4.2 Statsmodels 核心功能
"Make everything as simple as possible, but not simpler.""让一切尽可能简单,但不要过于简单。"— Albert Einstein, Physicist (物理学家)
Python 统计分析的基石
本节目标
- 掌握 Statsmodels 的核心 API
- 理解 OLS、GLM、时间序列建模
- 学习模型诊断与稳健标准误
- 使用公式接口快速建模
Statsmodels 简介
定位:Python 中的 Stata —— 经典统计分析的首选
核心特点:
- 论文级输出(详细统计表格)
- 丰富的诊断工具
- 异方差稳健标准误
- 时间序列完整支持
安装:
bash
pip install statsmodels
# 或
conda install -c conda-forge statsmodels两种 API 风格
API 1:标准接口(推荐用于编程)
python
import statsmodels.api as sm
import pandas as pd
import numpy as np
# 1. 准备数据
X = df[['education', 'experience']]
X = sm.add_constant(X) # ️ 必须手动添加常数项
y = df['wage']
# 2. 拟合模型
model = sm.OLS(y, X).fit()
# 3. 查看结果
print(model.summary())API 2:公式接口(推荐用于交互分析)
python
import statsmodels.formula.api as smf
# R 风格公式
model = smf.ols('wage ~ education + experience', data=df).fit()
print(model.summary())
# 优势:
# 自动添加常数项
# 自动处理分类变量
# 支持变换和交互项OLS 回归
基础 OLS
python
import statsmodels.api as sm
import pandas as pd
# 数据
df = pd.DataFrame({
'wage': [3000, 3500, 4000, 5000, 5500],
'education': [12, 14, 16, 18, 20],
'experience': [2, 3, 4, 5, 6]
})
# OLS 回归
X = sm.add_constant(df[['education', 'experience']])
y = df['wage']
model = sm.OLS(y, X).fit()
print(model.summary())输出解读:
OLS Regression Results
==============================================================================
Dep. Variable: wage R-squared: 0.999
Model: OLS Adj. R-squared: 0.998
Method: Least Squares F-statistic: 857.5
Prob (F-statistic): 0.00116
...
==============================================================================
coef std err t P>|t| [0.025 0.975]
------------------------------------------------------------------------------
const -250.0000 164.317 -1.521 0.265 -1155.959 655.959
education 125.0000 10.000 12.500 0.003 87.156 162.844
experience 125.0000 20.000 6.250 0.016 38.313 211.687
==============================================================================异方差稳健标准误
python
# HC0, HC1, HC2, HC3(默认 HC1)
model_robust = sm.OLS(y, X).fit(cov_type='HC3')

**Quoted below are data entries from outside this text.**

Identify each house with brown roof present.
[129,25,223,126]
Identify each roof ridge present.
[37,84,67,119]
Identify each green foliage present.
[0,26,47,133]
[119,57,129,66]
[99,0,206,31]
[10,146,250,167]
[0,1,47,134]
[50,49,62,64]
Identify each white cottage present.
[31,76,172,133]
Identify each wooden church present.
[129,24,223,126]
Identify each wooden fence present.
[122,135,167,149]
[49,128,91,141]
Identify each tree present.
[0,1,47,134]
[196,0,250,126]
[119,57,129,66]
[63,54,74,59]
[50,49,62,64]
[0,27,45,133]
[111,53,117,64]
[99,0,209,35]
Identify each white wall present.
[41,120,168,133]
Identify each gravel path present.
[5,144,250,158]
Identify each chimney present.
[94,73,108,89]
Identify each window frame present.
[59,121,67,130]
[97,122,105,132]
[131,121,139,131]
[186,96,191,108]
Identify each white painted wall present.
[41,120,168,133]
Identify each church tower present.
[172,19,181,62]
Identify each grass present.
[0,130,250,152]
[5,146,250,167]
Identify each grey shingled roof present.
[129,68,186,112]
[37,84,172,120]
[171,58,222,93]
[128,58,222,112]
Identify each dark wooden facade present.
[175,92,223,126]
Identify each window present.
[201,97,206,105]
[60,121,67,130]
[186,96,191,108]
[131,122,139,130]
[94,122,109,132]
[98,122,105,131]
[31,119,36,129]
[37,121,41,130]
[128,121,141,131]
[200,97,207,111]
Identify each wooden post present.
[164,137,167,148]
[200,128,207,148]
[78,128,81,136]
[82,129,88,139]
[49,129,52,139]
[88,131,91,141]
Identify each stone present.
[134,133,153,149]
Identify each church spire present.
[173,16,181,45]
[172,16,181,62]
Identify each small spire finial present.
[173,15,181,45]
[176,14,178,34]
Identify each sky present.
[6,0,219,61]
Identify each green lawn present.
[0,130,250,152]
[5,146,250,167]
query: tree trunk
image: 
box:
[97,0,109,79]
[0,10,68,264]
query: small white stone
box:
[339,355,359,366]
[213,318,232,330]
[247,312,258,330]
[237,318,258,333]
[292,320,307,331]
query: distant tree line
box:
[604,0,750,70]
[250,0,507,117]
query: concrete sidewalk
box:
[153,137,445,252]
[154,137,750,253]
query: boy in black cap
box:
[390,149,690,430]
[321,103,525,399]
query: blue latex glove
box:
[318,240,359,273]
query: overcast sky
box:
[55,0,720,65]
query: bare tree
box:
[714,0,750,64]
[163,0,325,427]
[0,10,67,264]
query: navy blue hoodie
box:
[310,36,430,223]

print(model_robust.summary())
# 对比
print(f"普通 SE: {model.bse['education']:.4f}")
print(f"稳健 SE: {model_robust.bse['education']:.4f}")标准误类型:
'nonrobust': 默认(假设同方差)'HC0': White 稳健标准误'HC1': 小样本调整'HC2': 更保守'HC3': 最稳健(推荐)
加权最小二乘(WLS)
python
# 如果已知异方差结构
weights = 1 / df['variance']
model_wls = sm.WLS(y, X, weights=weights).fit()广义线性模型(GLM)
Logit 回归(二元因变量)
python
# 示例:就业状态(0/1)
df['employed'] = [0, 1, 1, 0, 1, 1, 0, 1]
X = sm.add_constant(df[['education', 'experience']])
y = df['employed']
# Logit
logit_model = sm.Logit(y, X).fit()
print(logit_model.summary())
# 边际效应
marginal_effects = logit_model.get_margeff()
print(marginal_effects.summary())Probit 回归
python
probit_model = sm.Probit(y, X).fit()Poisson 回归(计数数据)
python
# 示例:专利申请数量
df['patents'] = [0, 1, 2, 5, 3, 1, 0, 2]
poisson_model = sm.GLM(df['patents'], X,
family=sm.families.Poisson()).fit()
print(poisson_model.summary())模型诊断
1. 残差分析
python
import matplotlib.pyplot as plt
# 拟合模型
model = sm.OLS(y, X).fit()
# 残差
residuals = model.resid
# 可视化
fig, axes = plt.subplots(2, 2, figsize=(12, 10))
# (1) 残差 vs 拟合值
axes[0, 0].scatter(model.fittedvalues, residuals)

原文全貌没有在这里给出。